|Reading Lolita in Tehran|
Literature matters. I could argue for hours about the importance of stories and the transformative powers of words. But whatever I say pales in comparison to the experience of people like Azar Nafisi, who lived in Iran for 18 years during a time when literature was a matter of life and death. Her memoir, Reading Lolita in Tehran, covers Nafisi’s life from the late 1970s to 1997, when she left Tehran for the United States. During those decades, Nafisi taught at several universities and was expelled from two before creating a secret literature class for women. Reading Lolita in Tehran is also about the trials of being female in the Islamic Republic of Iran, where improperly wearing the veil can get you beaten in the streets.

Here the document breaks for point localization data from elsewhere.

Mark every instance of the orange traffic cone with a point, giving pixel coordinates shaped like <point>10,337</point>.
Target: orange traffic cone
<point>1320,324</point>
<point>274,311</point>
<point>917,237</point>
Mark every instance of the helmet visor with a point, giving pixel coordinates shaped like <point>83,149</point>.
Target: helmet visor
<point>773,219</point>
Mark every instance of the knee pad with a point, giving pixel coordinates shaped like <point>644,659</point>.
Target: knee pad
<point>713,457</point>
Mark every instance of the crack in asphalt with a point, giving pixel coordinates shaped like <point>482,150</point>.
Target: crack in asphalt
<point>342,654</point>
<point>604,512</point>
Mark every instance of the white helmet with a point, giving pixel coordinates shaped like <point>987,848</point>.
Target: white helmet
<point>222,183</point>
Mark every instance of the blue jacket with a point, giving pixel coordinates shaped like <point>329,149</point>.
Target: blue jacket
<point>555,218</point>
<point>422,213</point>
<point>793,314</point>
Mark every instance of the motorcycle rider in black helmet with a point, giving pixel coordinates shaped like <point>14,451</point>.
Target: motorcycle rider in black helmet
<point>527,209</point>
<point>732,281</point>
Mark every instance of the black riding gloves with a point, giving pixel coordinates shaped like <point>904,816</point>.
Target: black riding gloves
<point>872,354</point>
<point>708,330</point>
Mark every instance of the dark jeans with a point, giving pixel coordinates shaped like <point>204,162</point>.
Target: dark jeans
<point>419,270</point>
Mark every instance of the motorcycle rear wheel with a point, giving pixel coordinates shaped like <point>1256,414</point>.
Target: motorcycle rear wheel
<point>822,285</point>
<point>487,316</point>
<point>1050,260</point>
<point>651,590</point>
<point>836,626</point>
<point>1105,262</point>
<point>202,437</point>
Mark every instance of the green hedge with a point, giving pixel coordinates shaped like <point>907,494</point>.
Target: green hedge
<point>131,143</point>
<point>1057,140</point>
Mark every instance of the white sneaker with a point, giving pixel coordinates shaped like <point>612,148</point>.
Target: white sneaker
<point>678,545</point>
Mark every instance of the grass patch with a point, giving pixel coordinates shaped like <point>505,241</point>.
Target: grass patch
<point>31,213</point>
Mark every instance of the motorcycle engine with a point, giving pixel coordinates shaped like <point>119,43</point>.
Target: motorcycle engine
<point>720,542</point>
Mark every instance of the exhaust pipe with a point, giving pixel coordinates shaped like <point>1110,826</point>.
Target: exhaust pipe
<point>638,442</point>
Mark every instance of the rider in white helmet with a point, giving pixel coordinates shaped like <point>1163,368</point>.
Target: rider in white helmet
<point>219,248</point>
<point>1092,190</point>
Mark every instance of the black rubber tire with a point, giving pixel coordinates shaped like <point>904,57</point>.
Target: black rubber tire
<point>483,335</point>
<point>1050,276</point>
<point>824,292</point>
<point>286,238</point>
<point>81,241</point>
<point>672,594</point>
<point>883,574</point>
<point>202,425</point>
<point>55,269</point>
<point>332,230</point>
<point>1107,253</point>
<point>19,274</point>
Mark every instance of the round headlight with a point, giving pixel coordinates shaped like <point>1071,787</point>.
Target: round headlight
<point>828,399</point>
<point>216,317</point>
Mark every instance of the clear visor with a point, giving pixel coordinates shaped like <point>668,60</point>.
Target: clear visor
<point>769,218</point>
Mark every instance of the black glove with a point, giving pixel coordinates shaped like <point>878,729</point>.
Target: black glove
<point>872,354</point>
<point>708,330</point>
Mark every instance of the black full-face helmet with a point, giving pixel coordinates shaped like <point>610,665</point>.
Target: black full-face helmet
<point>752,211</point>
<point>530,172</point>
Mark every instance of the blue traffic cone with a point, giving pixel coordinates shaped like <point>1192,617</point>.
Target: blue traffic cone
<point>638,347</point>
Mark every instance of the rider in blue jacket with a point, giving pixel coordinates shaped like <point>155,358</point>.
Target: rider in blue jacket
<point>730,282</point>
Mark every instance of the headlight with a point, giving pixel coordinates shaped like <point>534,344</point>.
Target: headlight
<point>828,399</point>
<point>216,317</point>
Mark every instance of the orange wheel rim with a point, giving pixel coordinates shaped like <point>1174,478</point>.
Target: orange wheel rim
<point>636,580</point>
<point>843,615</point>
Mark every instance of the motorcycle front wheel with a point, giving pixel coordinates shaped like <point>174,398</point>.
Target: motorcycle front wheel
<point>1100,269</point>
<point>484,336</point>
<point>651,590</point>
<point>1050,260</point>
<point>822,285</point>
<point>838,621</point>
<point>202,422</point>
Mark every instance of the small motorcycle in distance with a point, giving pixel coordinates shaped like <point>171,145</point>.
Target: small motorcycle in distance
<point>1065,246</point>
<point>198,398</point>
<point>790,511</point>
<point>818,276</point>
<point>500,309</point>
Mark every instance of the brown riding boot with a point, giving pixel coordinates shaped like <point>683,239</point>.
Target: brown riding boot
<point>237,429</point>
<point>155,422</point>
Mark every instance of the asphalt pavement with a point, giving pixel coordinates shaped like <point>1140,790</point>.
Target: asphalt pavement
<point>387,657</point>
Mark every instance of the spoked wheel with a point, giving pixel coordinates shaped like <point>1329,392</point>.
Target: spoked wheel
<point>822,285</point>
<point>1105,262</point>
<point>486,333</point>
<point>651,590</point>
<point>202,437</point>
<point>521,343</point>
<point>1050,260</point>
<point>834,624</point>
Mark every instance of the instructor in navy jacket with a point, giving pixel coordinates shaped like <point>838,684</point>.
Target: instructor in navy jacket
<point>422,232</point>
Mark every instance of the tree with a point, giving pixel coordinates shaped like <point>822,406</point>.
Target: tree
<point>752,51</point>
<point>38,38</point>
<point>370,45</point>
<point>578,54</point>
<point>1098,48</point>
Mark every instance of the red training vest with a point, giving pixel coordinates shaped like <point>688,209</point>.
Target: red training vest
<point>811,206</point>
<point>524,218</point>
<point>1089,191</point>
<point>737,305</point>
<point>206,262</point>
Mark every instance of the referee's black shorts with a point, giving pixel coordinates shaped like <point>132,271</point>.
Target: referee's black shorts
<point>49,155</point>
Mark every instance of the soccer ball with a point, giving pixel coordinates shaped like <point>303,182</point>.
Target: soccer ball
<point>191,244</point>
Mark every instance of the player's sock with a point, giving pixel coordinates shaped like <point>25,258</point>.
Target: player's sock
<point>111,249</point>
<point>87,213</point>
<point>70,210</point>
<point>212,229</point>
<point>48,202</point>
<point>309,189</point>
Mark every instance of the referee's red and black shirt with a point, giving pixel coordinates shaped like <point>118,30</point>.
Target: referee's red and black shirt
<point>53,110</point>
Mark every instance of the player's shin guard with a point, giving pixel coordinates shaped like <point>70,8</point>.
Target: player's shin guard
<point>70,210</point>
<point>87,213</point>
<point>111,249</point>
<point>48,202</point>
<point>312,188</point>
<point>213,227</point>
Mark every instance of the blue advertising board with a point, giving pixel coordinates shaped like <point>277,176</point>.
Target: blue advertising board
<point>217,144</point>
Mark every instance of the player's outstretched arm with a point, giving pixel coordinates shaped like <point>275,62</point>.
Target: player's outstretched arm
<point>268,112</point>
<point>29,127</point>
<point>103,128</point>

Reading Lolita in Tehran is divided into four sections, centered on four different writers and their works. The book selections mirror what’s happening in Nafisi’s life—though the events of the book are not related chronologically. First comes the notorious Lolita, by Vladimir Nabokov. While discussing Lolita, the secret literature class—made up of women Nafisi taught while she was at the University of Allameh Tabatabai—ponders the ways in which Humbert Humbert traps the object of his desire. Nafisi also tells us of her history before she returned to Iran to teach at the University of Tehran just as the Islamic Revolution was heating up. In the 1970s, Nafisi herself was a revolutionary. But shortly after her return, Nafisi started to realized the ways that the revolution—like many before it—was going sour.
After Lolita, Nafisi takes us to The Great Gatsby, by F. Scott Fitzgerald. This section covers Nafisi’s tenure at the University of Tehran. I felt a palpable sense of dread during this part of the memoir. In the early 1980s, universities in Iran came under fire as the revolutionary and Islamist government tried to bring them to heel. Classes were canceled or boycotted at the drop of a hat as students rushed to attend demonstrations or protests. Nafisi’s classes are depicted as a microcosm of the divisions between various political and religious factions. At one point, a student’s outrage over the immorality of The Great Gatsby goads Nafisi to putting the book on trial. She plays the defendant, the book itself, while the student acts as her prosecuting attorney. The scenes of the trial are deadly serious, but there is a thread of hysterical giddiness to them that makes one ponder how everyone came to this.
In the last two sections, Nafisi turns to Henry James’ Daisy Miller and Washington Square and Jane Austen’s Pride and Prejudice. I found the last section the most affecting. Nafisi’s students come to the fore in this section and we learn about their struggles to find love and cope with all the barriers that have been placed around them. Nafisi writes, earlier in Reading Lolita, “If I turned towards books, it was because they were the only sanctuary I knew, one I needed in order to survive, to protect some aspect of myself that was now in constant retreat” (111*). This quotation is particularly relevant in light of the Austen section. The classes are a way for Nafisi and her class to escape from the Islamic Republic for a while, where they can take off their veils and robes and chadors, and say what they think. Some of the girls in the class are contemplating marriage, lamenting that they won’t experience love because they don’t know what it is. Others are frustrated by their prospects.
All through Reading Lolita in Tehran is the affirmation of the importance of literature. Not only does it provide escape, but “even with the book closed, the voices do not stop—there are echoes and reverberations that seem to leap off the page and mischievously leave the novel tingling in our ears” (Nafisi 269). This is why Nafisi keeps teaching The Great Gatsby and Daisy Miller even though some of her university students believe that the characters should be killed and the books banned in favor of properly moral and revolutionary texts.
Reading Lolita in Tehran was pressed on me by a colleague. I’m glad he talked me into reading it, over my objections about reading books about reading. (I think that reading about another reader reading books has the potential to be the most meta-boring experience.) That’s not at all what I found in Nafisi’s memoir is about. She rarely discusses the reading experience itself. Instead, Nafisi’s book contains passages of literary criticism that helped me understand Lolita and Henry James much better**. There are sections about the politics of the veil that had me feeling righteously feminist. Some of the brief chapters in which Nafisi writes about writers, journalists, critics, artists, and others being disappeared by the government that had me genuinely worried for her safety.
I’d like to wrap up my rambling review of Reading Lolita in Tehran with a video I watched just a few weeks ago. In “100 Years of Beauty – Episode 3,” a model is made up to reflect the ideals of beauty in Iran. The veil appears, then disappears by the 1930s, before being mandated in the 1980s. In the 1990s, 2000s, and 2010s, however, the veil reveals more and more of the model’s hair. The 2003 edition of Reading Lolita had hints of hope that real progress was coming to Iran. We know now this didn’t happen, but the situation—as alluded to by this video—is not as bleak as it was during the darkest days of Khomeini’s rule.
* All quotations are from the 2003 Random House trade paperback edition of Reading Lolita in Tehran.
** Lolita is still on my Nope List, though.